In [1]:
# Advanced Apache Beam Analysis on Hamlet

import apache_beam as beam
from apache_beam.options.pipeline_options import PipelineOptions
import re
from collections import Counter

In [2]:
!pip install apache-beam



In [3]:
input_file = '/content/hamlet.txt'  # Change this to your file path
output_prefix = 'outputs/hamlet_analysis'

In [4]:
!pip install apache-beam[interactive]



In [6]:
#============================================================================
# TRANSFORMATION 1: Advanced Word Count with Filtering
# ============================================================================
print("=" * 70)
print("PIPELINE 1: Case-Insensitive Word Count (Min Length: 5)")
print("=" * 70)

with beam.Pipeline() as pipeline:
    word_counts = (
        pipeline
        | 'Read Hamlet' >> beam.io.ReadFromText(input_file)
        | 'Convert to Lowercase' >> beam.Map(lambda line: line.lower())
        | 'Extract Words' >> beam.FlatMap(lambda line: re.findall(r"[a-z']+", line))
        | 'Filter Long Words' >> beam.Filter(lambda word: len(word) >= 5)
        | 'Pair with 1' >> beam.Map(lambda word: (word, 1))
        | 'Sum Counts' >> beam.CombinePerKey(sum)
        | 'Sort by Count' >> beam.combiners.ToList()
        | 'Get Top 20' >> beam.Map(lambda words: sorted(words, key=lambda x: x[1], reverse=True)[:20])
        | 'Flatten' >> beam.FlatMap(lambda x: x)
        | 'Format Output' >> beam.Map(lambda wc: f'{wc[0]:<20} {wc[1]:>5}')
        | 'Write Top Words' >> beam.io.WriteToText(f'{output_prefix}_top_words')
    )

print("\n✅ Pipeline 1 Complete: Top 20 words written to outputs/")

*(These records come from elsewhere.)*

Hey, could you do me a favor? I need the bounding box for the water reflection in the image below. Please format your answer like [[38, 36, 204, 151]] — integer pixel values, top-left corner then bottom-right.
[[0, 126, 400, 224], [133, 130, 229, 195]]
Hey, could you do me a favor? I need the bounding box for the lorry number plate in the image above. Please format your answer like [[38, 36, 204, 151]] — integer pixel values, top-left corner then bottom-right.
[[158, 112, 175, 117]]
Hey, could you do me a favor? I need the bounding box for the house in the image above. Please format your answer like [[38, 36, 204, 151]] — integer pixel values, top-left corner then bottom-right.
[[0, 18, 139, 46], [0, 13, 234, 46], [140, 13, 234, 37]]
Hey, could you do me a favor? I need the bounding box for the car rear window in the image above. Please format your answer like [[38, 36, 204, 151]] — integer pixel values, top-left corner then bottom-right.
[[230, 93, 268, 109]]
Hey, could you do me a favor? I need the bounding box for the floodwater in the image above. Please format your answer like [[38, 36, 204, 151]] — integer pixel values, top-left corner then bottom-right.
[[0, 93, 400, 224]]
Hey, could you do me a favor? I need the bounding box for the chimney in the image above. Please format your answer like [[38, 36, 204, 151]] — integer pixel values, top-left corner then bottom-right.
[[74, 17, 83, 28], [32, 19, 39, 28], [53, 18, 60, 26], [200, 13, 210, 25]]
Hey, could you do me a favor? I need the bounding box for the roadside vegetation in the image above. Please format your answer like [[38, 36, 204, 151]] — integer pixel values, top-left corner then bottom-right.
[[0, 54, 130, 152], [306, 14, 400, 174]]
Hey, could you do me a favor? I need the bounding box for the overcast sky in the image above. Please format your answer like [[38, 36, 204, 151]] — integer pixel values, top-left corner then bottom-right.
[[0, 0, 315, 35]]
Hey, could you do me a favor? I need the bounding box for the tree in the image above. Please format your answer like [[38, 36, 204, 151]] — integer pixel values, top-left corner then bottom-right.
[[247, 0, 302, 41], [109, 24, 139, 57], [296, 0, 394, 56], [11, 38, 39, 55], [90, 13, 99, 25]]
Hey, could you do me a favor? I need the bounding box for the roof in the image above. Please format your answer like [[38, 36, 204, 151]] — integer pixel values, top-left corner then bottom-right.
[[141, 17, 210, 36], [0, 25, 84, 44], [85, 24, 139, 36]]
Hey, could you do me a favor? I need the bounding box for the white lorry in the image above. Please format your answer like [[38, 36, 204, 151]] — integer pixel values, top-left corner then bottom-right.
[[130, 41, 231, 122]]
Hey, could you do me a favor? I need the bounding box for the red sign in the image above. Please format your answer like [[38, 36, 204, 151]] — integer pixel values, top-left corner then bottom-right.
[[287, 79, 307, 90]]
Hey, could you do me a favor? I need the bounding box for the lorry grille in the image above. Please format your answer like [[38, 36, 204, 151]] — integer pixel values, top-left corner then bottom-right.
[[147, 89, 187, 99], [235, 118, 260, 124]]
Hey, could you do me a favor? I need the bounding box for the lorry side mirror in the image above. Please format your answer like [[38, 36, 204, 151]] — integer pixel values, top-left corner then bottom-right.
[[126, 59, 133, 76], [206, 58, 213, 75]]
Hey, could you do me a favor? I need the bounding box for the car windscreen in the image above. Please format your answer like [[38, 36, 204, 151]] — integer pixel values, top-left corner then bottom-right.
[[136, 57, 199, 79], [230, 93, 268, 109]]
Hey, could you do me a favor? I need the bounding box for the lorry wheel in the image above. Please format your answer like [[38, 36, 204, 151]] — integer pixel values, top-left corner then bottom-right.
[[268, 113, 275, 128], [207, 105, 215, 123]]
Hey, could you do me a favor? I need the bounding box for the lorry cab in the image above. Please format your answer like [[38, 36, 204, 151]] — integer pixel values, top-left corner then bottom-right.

PIPELINE 1: Case-Insensitive Word Count (Min Length: 5)





✅ Pipeline 1 Complete: Top 20 words written to outputs/


In [7]:
# ============================================================================
# TRANSFORMATION 2: Character Analysis
# ============================================================================
print("\n" + "=" * 70)
print("PIPELINE 2: Character Speech Analysis")
print("=" * 70)

def extract_character_lines(line):
    """Extract character name and their dialogue"""
    # Pattern to match character names (all caps followed by period or colon)
    match = re.match(r'^\s*([A-Z][A-Z\s]+)[\.\:]', line)
    if match:
        character = match.group(1).strip()
        # Get the text after the character name
        dialogue = line[match.end():].strip()
        if dialogue:
            return [(character, dialogue)]
    return []

with beam.Pipeline() as pipeline:
    character_stats = (
        pipeline
        | 'Read Hamlet 2' >> beam.io.ReadFromText(input_file)
        | 'Extract Dialogues' >> beam.FlatMap(extract_character_lines)
        | 'Count Words per Character' >> beam.Map(lambda x: (x[0], len(x[1].split())))
        | 'Sum by Character' >> beam.CombinePerKey(sum)
        | 'Sort Characters' >> beam.combiners.ToList()
        | 'Top Characters' >> beam.Map(lambda chars: sorted(chars, key=lambda x: x[1], reverse=True)[:10])
        | 'Flatten 2' >> beam.FlatMap(lambda x: x)
        | 'Format Characters' >> beam.Map(lambda c: f'{c[0]:<30} {c[1]:>6} words')
        | 'Write Characters' >> beam.io.WriteToText(f'{output_prefix}_character_words')
    )

print("✅ Pipeline 2 Complete: Character analysis written to outputs/")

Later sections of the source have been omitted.